Let's be clear about one thing: It is perfectly reasonable to expect all health workers – from surgeons through hospital cleaners – to be vaccinated against influenza, to make it a condition of employment even.

It is no different than expecting them to wear gloves, dress in scrubs, wear masks (in some situations), wash their hands, and get hepatitis B vaccinations. These are all measures designed to protect patients from harm and, to a lesser extent, to protect employees themselves. Let's not forget that patients who are hospitalized or need community health-care services are, by definition, at higher risk of infection.

Ethically and legally, the safety of patients trumps the civil rights of workers.

Case closed.

That being said, introducing legislation to make influenza vaccination mandatory is a lazy and heavy-handed way of achieving a desirable public-health goal.

If you can't convince the vast majority of health workers to get a flu shot, then how can you expect the public to do so? In public health, communication and education are – and should be – much more effective tools than coercion.

In Canada, vaccination rates for health-care workers are abysmal, in the 40- to- 60-per-cent range. But the overall figures don't tell the whole story. In hospitals, there are wards where 100 per cent of workers get the flu shot, and others where virtually none do. Rates also vary a lot by profession. U.S. data show 88 per cent of pharmacists are vaccinated, followed by doctors at 84 per cent, and nurses at 82 per cent. Then rates drop sharply, below 50 per cent, among nursing aides and assistants. The data should remind us that fear of vaccines is sometimes (though not always) related to level of education.

So why were nurses in B.C. – a highly educated group – so fiercely opposed to the flu vaccine? Well, first of all, they were not opposed per se. While fighting the mandatory vaccine edict, the B.C. Nurses Union repeatedly told its members to get the shot.

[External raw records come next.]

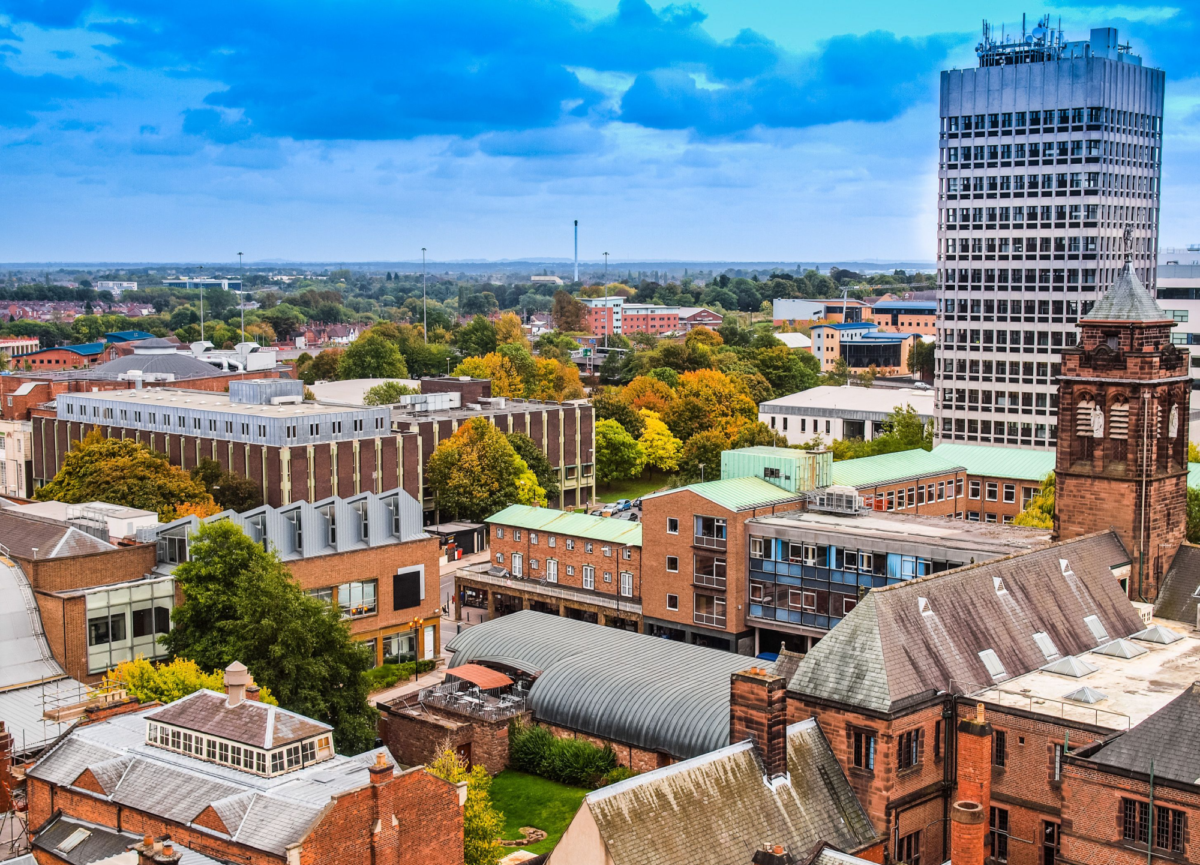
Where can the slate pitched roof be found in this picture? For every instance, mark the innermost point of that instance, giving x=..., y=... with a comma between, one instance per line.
x=1170, y=738
x=249, y=722
x=1127, y=301
x=1177, y=596
x=906, y=642
x=719, y=810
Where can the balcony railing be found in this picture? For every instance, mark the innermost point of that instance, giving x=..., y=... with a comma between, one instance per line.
x=624, y=604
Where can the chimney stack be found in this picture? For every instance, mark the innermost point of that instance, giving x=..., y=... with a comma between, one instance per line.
x=772, y=854
x=5, y=769
x=759, y=712
x=237, y=678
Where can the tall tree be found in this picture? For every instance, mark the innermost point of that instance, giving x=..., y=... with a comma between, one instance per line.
x=372, y=356
x=240, y=604
x=528, y=450
x=618, y=455
x=570, y=314
x=477, y=473
x=123, y=472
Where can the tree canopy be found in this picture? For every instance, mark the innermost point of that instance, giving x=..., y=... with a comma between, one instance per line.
x=240, y=604
x=123, y=472
x=477, y=473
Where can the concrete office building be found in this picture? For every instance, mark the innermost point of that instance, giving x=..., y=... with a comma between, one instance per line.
x=1048, y=151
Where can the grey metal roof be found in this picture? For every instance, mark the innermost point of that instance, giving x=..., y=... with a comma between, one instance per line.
x=649, y=692
x=1127, y=301
x=24, y=653
x=267, y=814
x=719, y=810
x=1177, y=598
x=1170, y=738
x=910, y=641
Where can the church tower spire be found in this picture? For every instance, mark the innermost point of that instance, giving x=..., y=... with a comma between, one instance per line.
x=1123, y=400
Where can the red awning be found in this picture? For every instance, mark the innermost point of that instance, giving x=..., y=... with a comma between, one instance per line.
x=480, y=676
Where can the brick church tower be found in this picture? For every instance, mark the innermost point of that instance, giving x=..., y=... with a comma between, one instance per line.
x=1123, y=400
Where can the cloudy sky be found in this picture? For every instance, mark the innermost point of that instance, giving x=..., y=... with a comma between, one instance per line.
x=351, y=130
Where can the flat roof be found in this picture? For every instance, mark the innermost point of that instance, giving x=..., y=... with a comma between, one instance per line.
x=1134, y=689
x=208, y=401
x=877, y=400
x=886, y=526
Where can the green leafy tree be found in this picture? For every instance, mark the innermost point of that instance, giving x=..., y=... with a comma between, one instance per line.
x=570, y=313
x=618, y=455
x=702, y=449
x=372, y=356
x=528, y=450
x=388, y=394
x=240, y=604
x=481, y=823
x=1039, y=510
x=169, y=682
x=477, y=338
x=123, y=472
x=475, y=472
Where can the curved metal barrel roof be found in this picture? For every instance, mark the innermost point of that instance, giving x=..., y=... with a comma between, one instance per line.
x=647, y=691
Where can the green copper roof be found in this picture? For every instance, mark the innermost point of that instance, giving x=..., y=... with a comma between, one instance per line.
x=888, y=468
x=738, y=493
x=574, y=524
x=1127, y=301
x=999, y=462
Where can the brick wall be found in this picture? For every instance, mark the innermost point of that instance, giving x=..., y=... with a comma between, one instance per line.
x=504, y=542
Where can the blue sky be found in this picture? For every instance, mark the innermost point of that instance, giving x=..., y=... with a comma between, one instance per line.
x=353, y=131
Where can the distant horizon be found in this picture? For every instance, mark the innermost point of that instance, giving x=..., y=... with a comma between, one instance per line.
x=718, y=131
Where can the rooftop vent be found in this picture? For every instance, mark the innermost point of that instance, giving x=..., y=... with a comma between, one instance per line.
x=1048, y=648
x=1157, y=635
x=991, y=661
x=1097, y=628
x=1086, y=695
x=1071, y=666
x=1120, y=648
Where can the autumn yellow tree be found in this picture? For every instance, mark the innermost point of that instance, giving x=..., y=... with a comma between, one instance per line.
x=660, y=449
x=510, y=332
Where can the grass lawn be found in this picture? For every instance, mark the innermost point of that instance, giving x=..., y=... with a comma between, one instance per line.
x=633, y=488
x=532, y=800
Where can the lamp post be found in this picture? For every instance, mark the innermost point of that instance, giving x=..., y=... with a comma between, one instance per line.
x=417, y=624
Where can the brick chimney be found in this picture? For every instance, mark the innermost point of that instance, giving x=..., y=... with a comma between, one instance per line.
x=5, y=769
x=237, y=678
x=772, y=856
x=969, y=828
x=759, y=712
x=151, y=852
x=975, y=760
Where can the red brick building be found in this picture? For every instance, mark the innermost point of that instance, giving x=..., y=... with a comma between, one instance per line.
x=1125, y=396
x=204, y=774
x=565, y=564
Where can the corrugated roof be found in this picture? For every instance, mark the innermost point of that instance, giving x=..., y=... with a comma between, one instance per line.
x=1127, y=300
x=719, y=804
x=573, y=524
x=631, y=688
x=888, y=468
x=737, y=493
x=1000, y=462
x=905, y=642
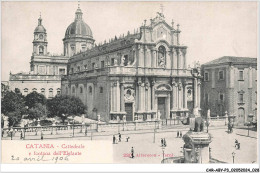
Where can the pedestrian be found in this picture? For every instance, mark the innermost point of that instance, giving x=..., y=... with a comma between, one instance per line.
x=114, y=139
x=21, y=137
x=132, y=152
x=86, y=131
x=119, y=137
x=162, y=143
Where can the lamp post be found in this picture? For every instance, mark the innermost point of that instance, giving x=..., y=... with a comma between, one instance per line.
x=163, y=153
x=154, y=135
x=11, y=131
x=233, y=155
x=73, y=126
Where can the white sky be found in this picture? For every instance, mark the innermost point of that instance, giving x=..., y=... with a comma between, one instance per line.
x=209, y=29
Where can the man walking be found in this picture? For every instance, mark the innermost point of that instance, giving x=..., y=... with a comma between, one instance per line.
x=114, y=139
x=162, y=142
x=132, y=153
x=119, y=137
x=86, y=131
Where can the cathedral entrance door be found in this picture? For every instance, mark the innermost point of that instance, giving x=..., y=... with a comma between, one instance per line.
x=129, y=111
x=162, y=107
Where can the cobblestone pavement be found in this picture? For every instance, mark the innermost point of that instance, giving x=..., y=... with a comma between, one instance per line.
x=222, y=144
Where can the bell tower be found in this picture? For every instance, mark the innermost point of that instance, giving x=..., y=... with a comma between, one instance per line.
x=40, y=39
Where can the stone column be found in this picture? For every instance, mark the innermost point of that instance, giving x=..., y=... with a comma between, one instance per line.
x=114, y=96
x=117, y=97
x=139, y=94
x=185, y=96
x=168, y=109
x=152, y=96
x=174, y=96
x=122, y=98
x=199, y=86
x=195, y=92
x=143, y=96
x=180, y=89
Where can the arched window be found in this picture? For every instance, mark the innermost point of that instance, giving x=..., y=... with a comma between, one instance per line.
x=81, y=90
x=90, y=89
x=161, y=56
x=50, y=93
x=41, y=50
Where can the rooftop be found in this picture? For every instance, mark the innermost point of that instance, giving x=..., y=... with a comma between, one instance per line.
x=232, y=59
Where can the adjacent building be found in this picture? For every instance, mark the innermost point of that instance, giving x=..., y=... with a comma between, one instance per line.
x=139, y=76
x=45, y=69
x=230, y=84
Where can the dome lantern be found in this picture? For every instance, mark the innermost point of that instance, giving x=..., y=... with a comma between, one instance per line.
x=78, y=36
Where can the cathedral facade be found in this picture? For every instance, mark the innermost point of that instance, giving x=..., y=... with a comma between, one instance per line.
x=139, y=76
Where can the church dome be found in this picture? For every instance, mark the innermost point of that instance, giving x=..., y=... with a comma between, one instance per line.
x=40, y=27
x=78, y=28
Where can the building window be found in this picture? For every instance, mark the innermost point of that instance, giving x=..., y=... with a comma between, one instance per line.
x=125, y=60
x=73, y=50
x=241, y=75
x=62, y=71
x=221, y=75
x=241, y=98
x=90, y=89
x=81, y=90
x=102, y=64
x=43, y=91
x=58, y=91
x=112, y=61
x=161, y=56
x=206, y=76
x=221, y=97
x=42, y=70
x=25, y=91
x=50, y=93
x=41, y=49
x=207, y=99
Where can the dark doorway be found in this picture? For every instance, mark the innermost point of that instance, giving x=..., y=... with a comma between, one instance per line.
x=161, y=107
x=129, y=111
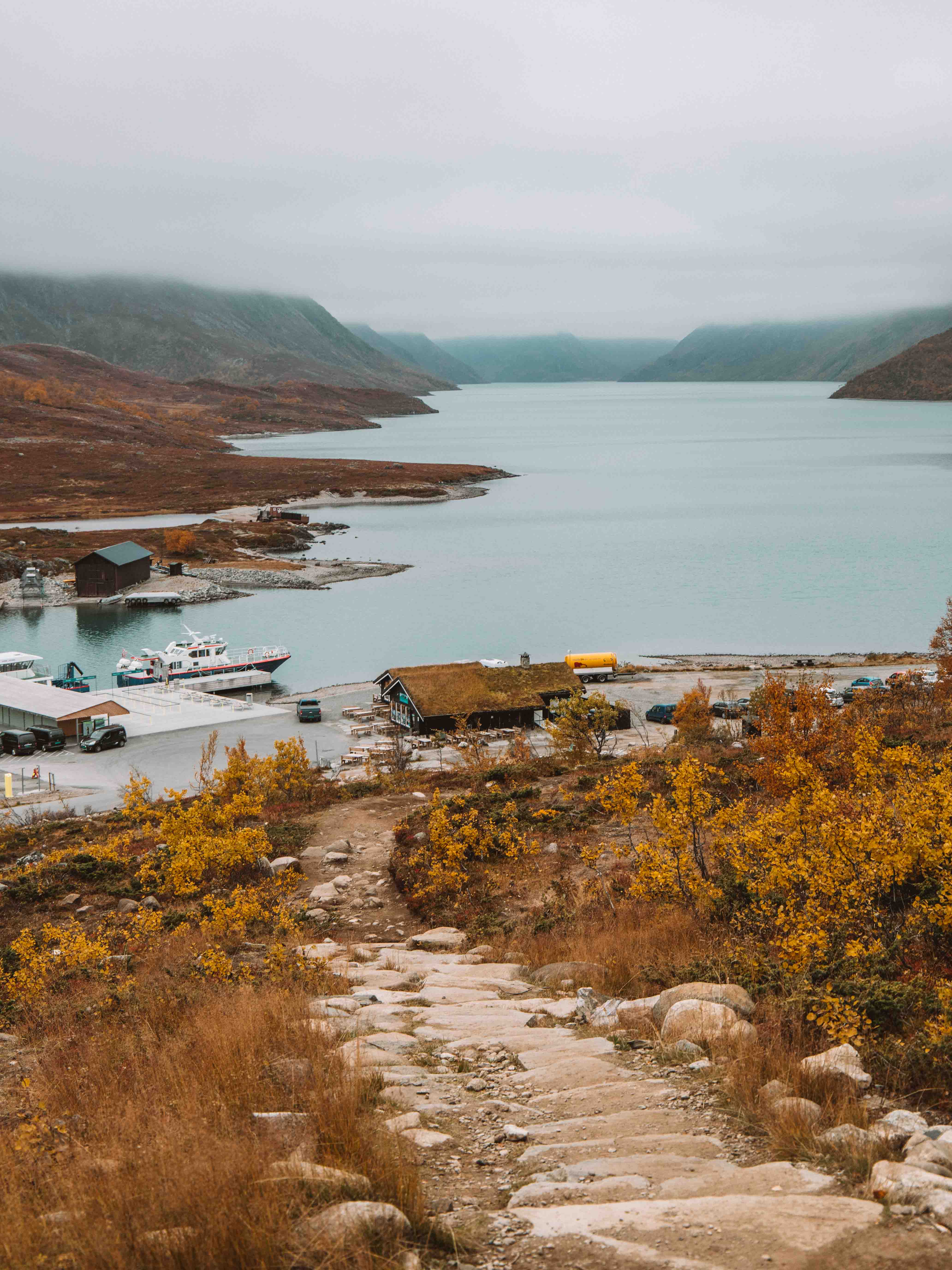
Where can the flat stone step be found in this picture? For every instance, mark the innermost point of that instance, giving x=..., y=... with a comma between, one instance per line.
x=729, y=1231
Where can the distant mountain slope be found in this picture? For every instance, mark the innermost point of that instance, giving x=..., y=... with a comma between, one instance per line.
x=423, y=352
x=553, y=359
x=921, y=374
x=529, y=359
x=416, y=351
x=181, y=332
x=794, y=351
x=625, y=356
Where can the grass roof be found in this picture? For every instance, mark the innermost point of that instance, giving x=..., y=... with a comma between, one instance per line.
x=470, y=688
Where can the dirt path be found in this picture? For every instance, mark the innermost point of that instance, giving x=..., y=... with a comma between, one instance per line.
x=541, y=1144
x=353, y=841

This fight was really about respect. Nurses – and many other frontline health workers – have been kicked around a lot in recent years with measures like wage freezes or rollbacks, mandatory overtime, loss of bargaining rights and so on. They are frustrated and they are pushing back.

But refusing the flu shot is the wrong hill to die on.

The most unfortunate aspect is that when respected health workers like nurses refuse the flu vaccine, it sends the wrong message to the public and creates an opportunity for anti-vaxers and quacks to exploit the situation.

The fundamental issue is a fairly narrow legal one: Is making the flu shot a condition of employment something that has to be bargained for, or can it be imposed unilaterally as a measure to protect patients? It is already established practice that flu shots are mandatory during institutional flu outbreaks in hospitals and nursing homes; the question now is whether that rule is generalizable to the whole health system.

Yet this discussion got derailed by technical and emotional arguments about the efficacy of the flu shot. Canadian research shows this year's shot works about half the time. Ideally, we would like a better vaccine, but its efficacy is irrelevant to this debate; workers (and their unions) cannot pick and choose when health and safety measures apply. To take an everyday example, hospital cafeteria workers cannot refuse to wear a hair net if research shows hair falls into food only half the time. If anything, the 50-50 record of the flu shot makes it all the more essential that health workers get vaccinated, to reduce patients' exposure to the virus.

Much was also made of the right to opt out of the shot, for medical and religious reasons. Again, this issue is so trivial as to be largely irrelevant. Very few people have allergies to flu shots and very few religions discourage vaccination. Scientific ignorance and vague concerns do not justify exemptions.

Being a health-care worker is hard work, but it's also a privilege. With that privilege comes many responsibilities.

One of the primary responsibilities of carers and healers is creating a healthy environment for patients. Helping do so by getting an annual flu shot is not an unreasonable burden. If anything, it should be a point of pride.